Title:  White-tailed Deer and Tickborne Zoonoses: Emerging Public Health Issues and Deer Management.
Author(s): William R. Davidson, David E. Stallknecht, and Susan E. Little - University of Georgia
Year: 2002
Abstract: Six previously unknown tickborne zoonoses including babeiosis (Babesia microti), Lyme disease (Borellia burgdorferi), monocytotropic ehrlichiosis (Ehrlichia chaffeensis), two distinct granulocytotropic ehrlichioses (E. phagocytophila and E. ewingii), and southern-tick-associated-rash-illness (B. lonestari) have emerged in the United States since the 1970s. In the eastern United States, these diseases are transmitted by either the black-legged tick (Ixodes scapularis) or the lone star tick (Amblyomma americanum). Both of these ticks are ecologically dependent upon white-tailed deer (Odocoileus uirginianus) as a host for one or more tick life stage, and in some cases (e.g. E. chaffeensis) deer also are known to serve as vertebrate reservoirs of the pathogens.

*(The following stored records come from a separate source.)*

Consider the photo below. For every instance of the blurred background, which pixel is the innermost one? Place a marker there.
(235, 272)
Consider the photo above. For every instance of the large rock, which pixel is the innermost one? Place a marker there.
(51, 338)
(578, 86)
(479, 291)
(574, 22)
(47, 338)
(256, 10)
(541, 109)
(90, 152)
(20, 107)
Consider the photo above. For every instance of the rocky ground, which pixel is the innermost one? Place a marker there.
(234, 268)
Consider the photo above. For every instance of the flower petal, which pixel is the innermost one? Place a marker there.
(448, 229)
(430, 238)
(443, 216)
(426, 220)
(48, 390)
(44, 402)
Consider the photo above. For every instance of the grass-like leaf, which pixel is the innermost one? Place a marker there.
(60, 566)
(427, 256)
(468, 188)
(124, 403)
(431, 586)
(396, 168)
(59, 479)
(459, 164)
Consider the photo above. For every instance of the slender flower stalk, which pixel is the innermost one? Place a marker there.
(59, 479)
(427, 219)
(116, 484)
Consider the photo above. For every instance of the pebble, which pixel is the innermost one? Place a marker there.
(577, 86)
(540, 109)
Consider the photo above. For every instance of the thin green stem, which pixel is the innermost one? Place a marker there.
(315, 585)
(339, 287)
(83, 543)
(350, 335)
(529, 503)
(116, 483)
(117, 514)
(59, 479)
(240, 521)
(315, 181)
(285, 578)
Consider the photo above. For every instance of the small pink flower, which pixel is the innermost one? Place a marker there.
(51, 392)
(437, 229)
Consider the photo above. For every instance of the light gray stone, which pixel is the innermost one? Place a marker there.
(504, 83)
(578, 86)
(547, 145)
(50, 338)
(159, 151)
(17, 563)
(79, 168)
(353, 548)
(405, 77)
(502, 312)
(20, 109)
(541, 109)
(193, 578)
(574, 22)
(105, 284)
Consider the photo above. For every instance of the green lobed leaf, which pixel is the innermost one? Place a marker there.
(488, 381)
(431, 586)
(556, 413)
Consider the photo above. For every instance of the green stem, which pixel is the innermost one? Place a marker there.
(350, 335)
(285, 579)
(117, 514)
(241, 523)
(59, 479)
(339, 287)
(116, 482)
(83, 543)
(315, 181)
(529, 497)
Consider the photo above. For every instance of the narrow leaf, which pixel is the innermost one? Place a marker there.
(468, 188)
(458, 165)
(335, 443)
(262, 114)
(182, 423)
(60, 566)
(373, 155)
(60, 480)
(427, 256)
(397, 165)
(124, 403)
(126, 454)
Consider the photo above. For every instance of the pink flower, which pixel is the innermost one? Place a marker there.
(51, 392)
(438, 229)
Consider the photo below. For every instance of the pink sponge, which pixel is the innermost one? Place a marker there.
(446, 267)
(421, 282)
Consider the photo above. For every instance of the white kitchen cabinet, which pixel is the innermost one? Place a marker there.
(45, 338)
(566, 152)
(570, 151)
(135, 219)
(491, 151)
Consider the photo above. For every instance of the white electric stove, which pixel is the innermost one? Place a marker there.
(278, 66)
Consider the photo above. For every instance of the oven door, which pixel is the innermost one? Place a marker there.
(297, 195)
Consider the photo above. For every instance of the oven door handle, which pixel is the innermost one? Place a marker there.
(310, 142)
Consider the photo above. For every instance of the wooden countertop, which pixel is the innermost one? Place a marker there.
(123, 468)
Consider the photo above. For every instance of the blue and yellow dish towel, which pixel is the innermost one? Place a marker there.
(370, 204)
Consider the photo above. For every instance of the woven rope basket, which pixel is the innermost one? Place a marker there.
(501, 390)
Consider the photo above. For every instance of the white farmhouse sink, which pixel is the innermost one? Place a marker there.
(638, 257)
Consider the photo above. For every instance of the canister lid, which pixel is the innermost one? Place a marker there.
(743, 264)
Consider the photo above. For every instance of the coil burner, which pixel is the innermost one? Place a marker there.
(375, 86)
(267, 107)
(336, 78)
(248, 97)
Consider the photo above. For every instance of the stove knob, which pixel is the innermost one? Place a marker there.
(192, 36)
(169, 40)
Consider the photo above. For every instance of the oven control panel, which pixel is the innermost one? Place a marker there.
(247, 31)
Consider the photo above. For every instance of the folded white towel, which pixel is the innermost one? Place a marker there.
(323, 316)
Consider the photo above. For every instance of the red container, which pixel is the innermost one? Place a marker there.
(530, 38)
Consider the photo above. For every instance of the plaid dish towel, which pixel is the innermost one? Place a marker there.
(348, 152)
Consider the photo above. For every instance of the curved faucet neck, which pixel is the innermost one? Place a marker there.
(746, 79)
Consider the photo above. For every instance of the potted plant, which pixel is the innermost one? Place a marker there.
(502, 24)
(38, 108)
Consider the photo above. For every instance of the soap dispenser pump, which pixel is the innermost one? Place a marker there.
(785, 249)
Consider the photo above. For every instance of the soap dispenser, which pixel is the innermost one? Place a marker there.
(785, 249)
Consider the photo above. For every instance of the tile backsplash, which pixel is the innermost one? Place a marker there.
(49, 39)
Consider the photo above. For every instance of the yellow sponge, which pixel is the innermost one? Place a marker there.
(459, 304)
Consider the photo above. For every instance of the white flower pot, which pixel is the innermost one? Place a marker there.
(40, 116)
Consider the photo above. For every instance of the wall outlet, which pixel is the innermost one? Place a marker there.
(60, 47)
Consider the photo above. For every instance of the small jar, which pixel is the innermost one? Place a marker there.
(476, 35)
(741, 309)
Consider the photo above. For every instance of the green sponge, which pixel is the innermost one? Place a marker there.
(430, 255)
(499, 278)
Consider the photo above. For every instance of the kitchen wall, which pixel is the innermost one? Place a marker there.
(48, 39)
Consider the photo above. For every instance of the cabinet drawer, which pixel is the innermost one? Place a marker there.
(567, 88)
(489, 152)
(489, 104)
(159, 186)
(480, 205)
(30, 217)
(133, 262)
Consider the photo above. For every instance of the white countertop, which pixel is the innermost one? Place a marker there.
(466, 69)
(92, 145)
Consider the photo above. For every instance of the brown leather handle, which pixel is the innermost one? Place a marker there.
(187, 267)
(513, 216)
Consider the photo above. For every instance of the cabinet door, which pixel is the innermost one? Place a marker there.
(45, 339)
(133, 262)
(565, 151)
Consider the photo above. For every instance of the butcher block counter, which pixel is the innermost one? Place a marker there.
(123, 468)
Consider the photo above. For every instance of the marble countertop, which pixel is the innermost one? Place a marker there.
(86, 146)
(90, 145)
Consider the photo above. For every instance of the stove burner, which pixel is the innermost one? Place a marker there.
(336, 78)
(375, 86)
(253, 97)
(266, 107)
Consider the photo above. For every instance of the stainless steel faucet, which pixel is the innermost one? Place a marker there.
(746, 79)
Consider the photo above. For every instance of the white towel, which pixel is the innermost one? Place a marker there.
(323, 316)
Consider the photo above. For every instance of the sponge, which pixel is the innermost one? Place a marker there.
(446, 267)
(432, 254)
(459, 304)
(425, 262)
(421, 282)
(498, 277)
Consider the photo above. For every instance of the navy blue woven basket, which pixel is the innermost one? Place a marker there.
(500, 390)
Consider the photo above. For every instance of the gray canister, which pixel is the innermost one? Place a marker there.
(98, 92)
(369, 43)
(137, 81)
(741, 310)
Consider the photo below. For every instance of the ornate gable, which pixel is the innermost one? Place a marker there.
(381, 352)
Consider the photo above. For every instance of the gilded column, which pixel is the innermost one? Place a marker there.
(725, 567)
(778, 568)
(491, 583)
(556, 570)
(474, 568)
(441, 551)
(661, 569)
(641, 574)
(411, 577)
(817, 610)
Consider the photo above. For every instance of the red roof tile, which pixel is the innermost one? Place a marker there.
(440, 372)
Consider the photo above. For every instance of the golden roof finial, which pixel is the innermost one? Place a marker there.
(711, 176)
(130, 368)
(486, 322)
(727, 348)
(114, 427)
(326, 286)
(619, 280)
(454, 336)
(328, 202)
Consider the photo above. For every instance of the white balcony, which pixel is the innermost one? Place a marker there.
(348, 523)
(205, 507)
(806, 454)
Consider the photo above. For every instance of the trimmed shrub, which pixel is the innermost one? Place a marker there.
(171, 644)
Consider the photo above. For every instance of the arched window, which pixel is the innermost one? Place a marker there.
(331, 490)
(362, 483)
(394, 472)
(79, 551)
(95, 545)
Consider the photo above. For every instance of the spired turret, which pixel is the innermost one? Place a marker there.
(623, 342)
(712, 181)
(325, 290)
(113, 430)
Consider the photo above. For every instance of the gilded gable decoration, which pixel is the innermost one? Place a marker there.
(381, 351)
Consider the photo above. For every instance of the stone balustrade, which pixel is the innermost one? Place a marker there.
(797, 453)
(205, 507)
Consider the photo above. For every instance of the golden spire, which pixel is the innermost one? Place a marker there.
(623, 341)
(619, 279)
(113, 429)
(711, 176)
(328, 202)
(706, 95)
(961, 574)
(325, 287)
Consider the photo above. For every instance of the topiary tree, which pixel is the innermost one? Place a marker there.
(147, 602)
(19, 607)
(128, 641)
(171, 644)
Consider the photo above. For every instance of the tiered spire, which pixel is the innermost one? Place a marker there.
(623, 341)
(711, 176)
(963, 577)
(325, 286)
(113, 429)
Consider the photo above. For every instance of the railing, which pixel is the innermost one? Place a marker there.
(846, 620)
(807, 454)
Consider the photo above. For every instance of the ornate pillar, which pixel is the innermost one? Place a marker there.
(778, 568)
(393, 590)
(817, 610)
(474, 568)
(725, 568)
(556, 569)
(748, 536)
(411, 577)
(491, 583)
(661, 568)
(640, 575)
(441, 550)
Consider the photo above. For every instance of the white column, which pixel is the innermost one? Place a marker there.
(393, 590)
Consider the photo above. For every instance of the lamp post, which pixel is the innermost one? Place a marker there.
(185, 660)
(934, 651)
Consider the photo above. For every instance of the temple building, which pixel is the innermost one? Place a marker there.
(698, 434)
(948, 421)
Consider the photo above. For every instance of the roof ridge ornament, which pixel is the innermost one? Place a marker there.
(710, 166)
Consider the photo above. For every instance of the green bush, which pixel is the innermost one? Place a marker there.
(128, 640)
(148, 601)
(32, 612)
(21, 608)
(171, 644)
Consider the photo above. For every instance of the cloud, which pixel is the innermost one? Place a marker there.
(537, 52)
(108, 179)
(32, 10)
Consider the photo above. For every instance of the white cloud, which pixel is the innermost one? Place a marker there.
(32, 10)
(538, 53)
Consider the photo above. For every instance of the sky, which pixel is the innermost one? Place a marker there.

The direct and indirect links between deer and this array of tickborne zoonoses will focus a new public health component to deer management decision processes. Natural resource managers need to be cognizant of these new public health issues and resource managers should develop strategies to integrate input from public health agencies where appropriate, in order to ensure scientifically sound deer management practices.